Constituency details
- Country: India
- Region: Western India
- State: Maharashtra
- District: Mumbai Suburban
- Lok Sabha constituency: Mumbai South Central
- Established: 1957
- Total electors: 259,002
- Reservation: None

Member of Legislative Assembly
- 15th Maharashtra Legislative Assembly
- Incumbent Tukaram Kate
- Party: SHS
- Alliance: NDA
- Elected year: 2024

= Chembur Assembly constituency =

Constituency of the Maharashtra legislative assembly in India

Chembur Assembly constituency is one of the 288 Vidhan Sabha (legislative assembly) constituencies of Maharashtra state in western India.

==Overview==
Chembur (constituency number 173) is one of the 26 Vidhan Sabha constituencies located in the Mumbai Suburban district.

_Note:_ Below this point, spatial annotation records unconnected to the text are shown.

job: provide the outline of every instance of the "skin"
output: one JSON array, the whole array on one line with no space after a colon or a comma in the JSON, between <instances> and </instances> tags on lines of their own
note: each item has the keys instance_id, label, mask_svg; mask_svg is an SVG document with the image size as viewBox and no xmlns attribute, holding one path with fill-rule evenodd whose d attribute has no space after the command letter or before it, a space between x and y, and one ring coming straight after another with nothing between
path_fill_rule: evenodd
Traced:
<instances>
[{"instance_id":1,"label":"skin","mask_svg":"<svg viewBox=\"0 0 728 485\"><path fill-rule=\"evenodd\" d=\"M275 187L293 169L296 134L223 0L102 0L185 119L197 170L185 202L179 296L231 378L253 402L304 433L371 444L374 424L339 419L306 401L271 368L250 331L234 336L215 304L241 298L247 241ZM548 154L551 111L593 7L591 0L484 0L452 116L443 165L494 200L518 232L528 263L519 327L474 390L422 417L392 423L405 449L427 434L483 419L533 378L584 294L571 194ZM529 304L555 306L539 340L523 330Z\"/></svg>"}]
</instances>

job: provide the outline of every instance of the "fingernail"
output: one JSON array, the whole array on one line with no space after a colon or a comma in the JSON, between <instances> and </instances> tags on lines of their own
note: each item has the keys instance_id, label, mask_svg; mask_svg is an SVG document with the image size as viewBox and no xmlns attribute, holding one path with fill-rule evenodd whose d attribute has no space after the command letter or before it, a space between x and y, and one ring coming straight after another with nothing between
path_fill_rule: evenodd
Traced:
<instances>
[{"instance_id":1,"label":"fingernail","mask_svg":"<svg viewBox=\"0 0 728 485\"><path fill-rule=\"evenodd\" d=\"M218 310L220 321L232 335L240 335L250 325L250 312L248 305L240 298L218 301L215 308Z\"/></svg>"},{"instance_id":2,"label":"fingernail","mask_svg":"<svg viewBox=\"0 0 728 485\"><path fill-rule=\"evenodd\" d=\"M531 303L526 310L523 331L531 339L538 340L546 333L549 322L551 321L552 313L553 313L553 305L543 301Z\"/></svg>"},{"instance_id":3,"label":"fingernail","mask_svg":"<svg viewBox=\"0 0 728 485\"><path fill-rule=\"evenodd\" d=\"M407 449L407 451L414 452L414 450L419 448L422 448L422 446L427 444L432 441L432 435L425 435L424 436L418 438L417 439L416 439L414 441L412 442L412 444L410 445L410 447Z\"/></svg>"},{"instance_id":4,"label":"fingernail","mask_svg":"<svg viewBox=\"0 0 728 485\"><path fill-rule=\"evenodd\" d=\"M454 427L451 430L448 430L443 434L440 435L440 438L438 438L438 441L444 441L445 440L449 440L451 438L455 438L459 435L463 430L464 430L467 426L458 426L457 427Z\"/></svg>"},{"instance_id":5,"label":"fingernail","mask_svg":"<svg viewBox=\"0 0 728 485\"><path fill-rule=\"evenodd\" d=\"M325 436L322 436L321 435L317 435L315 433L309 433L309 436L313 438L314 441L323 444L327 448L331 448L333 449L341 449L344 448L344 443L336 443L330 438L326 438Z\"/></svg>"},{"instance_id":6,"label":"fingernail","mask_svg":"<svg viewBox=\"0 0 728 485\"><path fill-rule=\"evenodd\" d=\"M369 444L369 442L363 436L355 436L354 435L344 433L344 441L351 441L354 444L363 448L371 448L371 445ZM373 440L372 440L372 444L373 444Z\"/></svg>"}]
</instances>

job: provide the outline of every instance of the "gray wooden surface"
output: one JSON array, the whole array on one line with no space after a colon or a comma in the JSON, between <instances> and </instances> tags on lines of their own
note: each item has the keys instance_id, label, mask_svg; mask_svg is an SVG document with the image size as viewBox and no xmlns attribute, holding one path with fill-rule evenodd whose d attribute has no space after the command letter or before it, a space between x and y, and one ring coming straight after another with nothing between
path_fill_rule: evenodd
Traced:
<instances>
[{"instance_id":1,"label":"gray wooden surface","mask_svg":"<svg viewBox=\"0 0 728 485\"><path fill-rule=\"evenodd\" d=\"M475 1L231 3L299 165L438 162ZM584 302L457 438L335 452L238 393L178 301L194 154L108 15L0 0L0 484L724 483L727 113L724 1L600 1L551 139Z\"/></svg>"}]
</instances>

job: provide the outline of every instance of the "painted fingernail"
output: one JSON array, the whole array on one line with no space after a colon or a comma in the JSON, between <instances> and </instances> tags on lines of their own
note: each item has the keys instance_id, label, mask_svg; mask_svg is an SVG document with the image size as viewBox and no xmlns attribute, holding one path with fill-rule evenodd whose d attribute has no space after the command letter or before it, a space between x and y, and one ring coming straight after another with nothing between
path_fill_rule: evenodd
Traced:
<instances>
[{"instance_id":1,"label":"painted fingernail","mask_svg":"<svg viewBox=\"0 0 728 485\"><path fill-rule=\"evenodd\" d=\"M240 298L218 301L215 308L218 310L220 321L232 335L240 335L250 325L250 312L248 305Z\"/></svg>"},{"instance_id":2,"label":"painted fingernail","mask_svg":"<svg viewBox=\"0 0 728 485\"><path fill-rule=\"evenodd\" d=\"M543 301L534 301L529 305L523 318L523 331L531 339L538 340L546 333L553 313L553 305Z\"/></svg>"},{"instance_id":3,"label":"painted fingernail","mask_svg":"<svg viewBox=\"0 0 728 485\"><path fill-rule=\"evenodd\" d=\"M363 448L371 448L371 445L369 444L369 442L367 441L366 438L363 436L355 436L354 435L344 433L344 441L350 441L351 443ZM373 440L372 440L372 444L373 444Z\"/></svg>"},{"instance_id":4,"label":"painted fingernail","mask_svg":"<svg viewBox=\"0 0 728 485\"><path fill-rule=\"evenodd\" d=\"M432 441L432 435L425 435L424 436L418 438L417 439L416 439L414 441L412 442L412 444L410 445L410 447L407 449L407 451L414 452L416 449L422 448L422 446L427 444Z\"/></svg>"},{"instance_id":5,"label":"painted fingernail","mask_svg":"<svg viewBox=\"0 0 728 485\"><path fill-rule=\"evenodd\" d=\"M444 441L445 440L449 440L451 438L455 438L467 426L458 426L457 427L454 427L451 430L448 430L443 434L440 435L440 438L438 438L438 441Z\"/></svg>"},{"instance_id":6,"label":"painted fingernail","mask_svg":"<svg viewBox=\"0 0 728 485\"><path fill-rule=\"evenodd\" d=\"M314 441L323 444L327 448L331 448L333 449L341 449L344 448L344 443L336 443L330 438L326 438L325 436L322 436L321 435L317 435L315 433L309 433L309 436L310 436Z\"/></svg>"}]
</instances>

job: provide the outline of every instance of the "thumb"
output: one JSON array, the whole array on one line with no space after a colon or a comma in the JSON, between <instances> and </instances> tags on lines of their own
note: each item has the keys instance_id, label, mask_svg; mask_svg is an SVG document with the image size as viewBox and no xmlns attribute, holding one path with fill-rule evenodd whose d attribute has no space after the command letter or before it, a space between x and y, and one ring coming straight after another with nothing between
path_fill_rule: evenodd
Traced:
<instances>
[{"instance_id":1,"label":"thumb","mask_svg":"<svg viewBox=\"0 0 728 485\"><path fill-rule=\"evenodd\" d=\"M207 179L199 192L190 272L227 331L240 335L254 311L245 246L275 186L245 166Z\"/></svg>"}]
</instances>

Number of electorates in 2009 was 252,142 (male 137,636, female 114,506) there are 43,871 minority voters.

Chembur is part of the Mumbai South Central constituency along with five other Vidhan Sabha segments, namely Anushakti Nagar in Mumbai Suburban district and Dharavi, Sion Koliwada, Wadala and Mahim in the Mumbai City district.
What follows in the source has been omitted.